Bir rüya gibi gelip geçen şeyler, yalnızca zamanın akışında değil, varoluşun kırılgan doğasında da yankı bulur. Bu geçicilik, Heidegger’in “zaman içinde varlık” anlayışını çağrıştırır; çünkü insan, kendi varlığını ancak geçmişin gölgesinde ve geleceğin belirsizliğinde kavrayabilir. Rüya, burada yalnızca bir gece imgesi değil, aynı zamanda yaşanmışlığın, arzunun ve kaybın sembolik bir formudur. O, gerçekliğin sınırlarında gezinirken, belleğin en derin kıvrımlarına siner ve orada silik, buğulu bir anıya dönüşür.

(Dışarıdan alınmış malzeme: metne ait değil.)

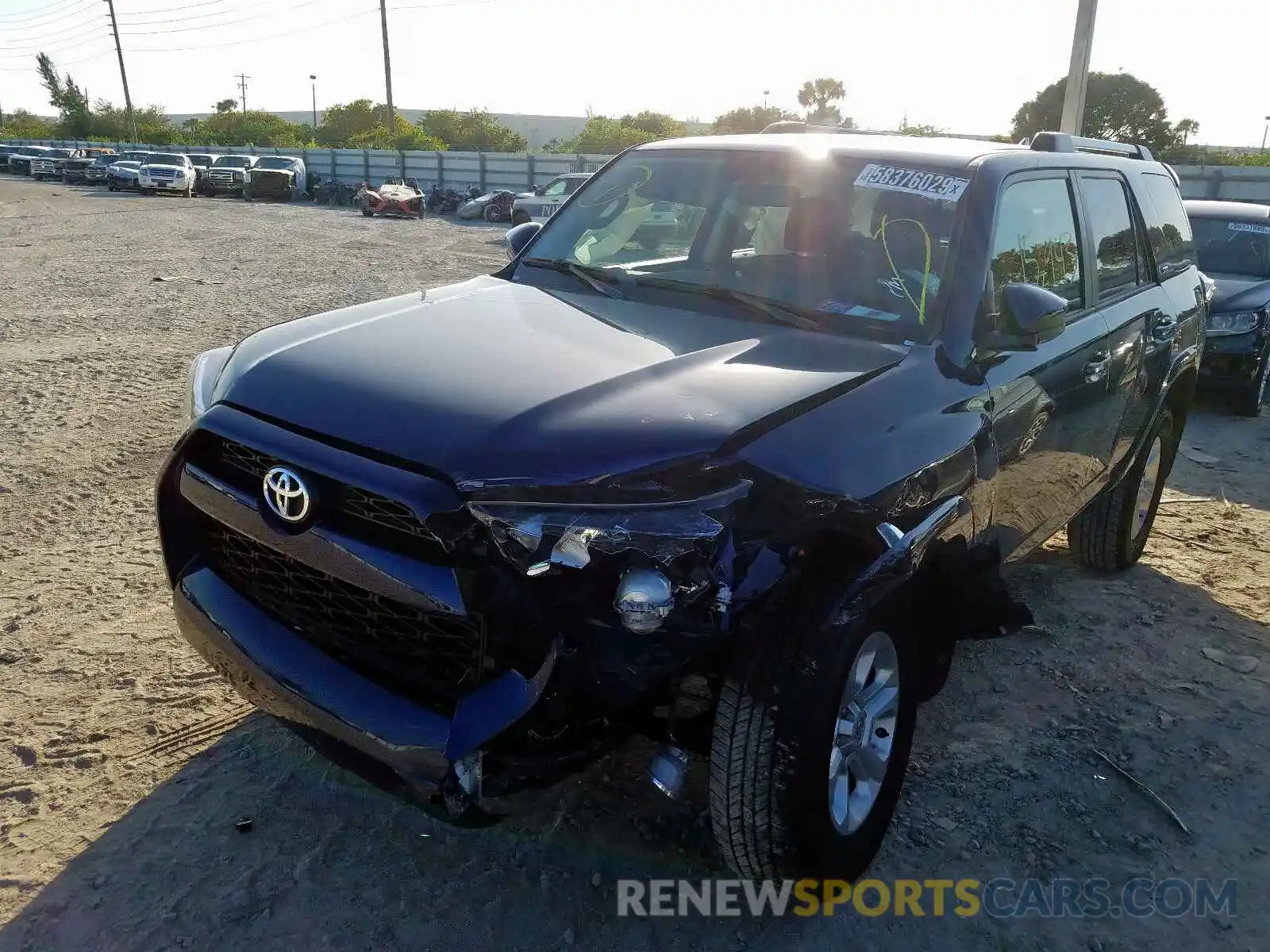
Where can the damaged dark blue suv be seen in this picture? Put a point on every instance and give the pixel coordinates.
(730, 454)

Anılar, zamanın tortusudur; ne tam anlamıyla geçmişe aittirler ne de bugünün dışında kalabilirler. Bu ikili doğa, Bergson’un “süre” kavramıyla örtüşür: anı, lineer bir zaman çizelgesine değil, içsel bir zamansallığa tabidir. Bu nedenle, bir tebessümün kırıklığı, yalnızca bir duygunun değil, aynı zamanda zamanla kurulan ilişkinin de ifadesidir. Dudaklarımızda beliren o buruk kıvrım, kaybedilenin ardından gelen sessiz bir kabullenişin, varlığın geçiciliğine duyulan içsel bir saygının dışavurumudur.

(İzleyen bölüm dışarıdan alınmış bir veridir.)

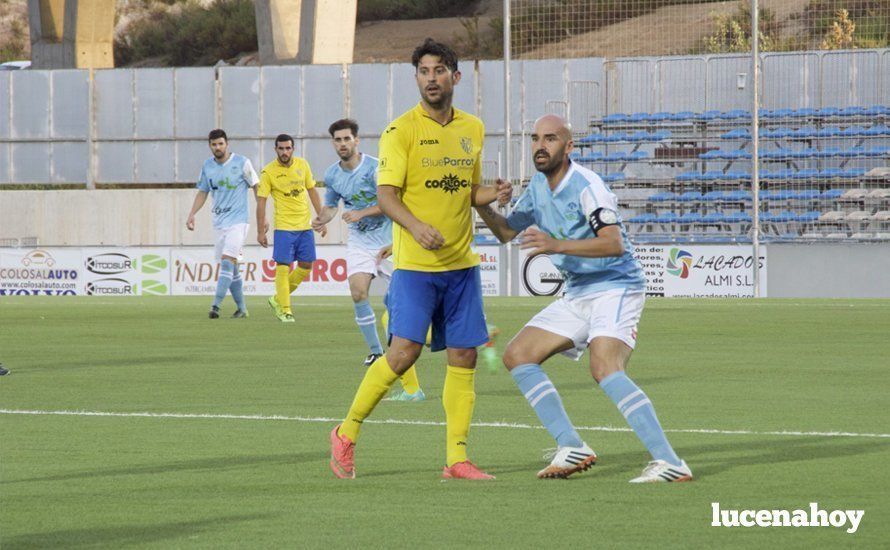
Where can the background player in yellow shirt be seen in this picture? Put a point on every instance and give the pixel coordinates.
(428, 180)
(288, 180)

Bu silikleşen anılar, Benjamin’in “şimdi zamanı” (Jetztzeit) kavramında olduğu gibi, geçmişin bugünde parlayan kıvılcımlarıdır. Onlar, yalnızca hatırlanmakla kalmaz; aynı zamanda bugünü şekillendirir, duygularımıza yön verir, kimliğimizi örer. Rüya gibi geçen bir an, belki de en hakiki varoluş anımızdır; çünkü o, tüm maskelerden arınmış, zamanın ve mekânın ötesinde bir hakikati barındırır. Bu hakikat, ne tam olarak dile gelir ne de bütünüyle unutulur—yalnızca hissedilir.

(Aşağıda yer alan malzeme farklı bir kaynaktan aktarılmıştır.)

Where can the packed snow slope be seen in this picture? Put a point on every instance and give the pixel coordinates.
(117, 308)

Sonuç olarak, “bir rüya gibi gelip geçen” her şey, insanın varoluşsal yalnızlığına ve zamanla kurduğu trajik ilişkiye dair derin bir tanıklıktır. Bu tanıklık, neşeyle hüznün, varlıkla yokluğun, başlangıçla sonun iç içe geçtiği bir ontolojik sınırda şekillenir. Dudaklarımızdaki kırık tebessüm, yalnızca bir duygunun değil, aynı zamanda bir bilincin, bir farkındalığın işaretidir: her şey geçer, ama hiçbir şey bütünüyle kaybolmaz. Çünkü insan, hatırladıkça var olur; ve her silik anı, varlığın en derin katmanlarında yankılanan bir şiirdir.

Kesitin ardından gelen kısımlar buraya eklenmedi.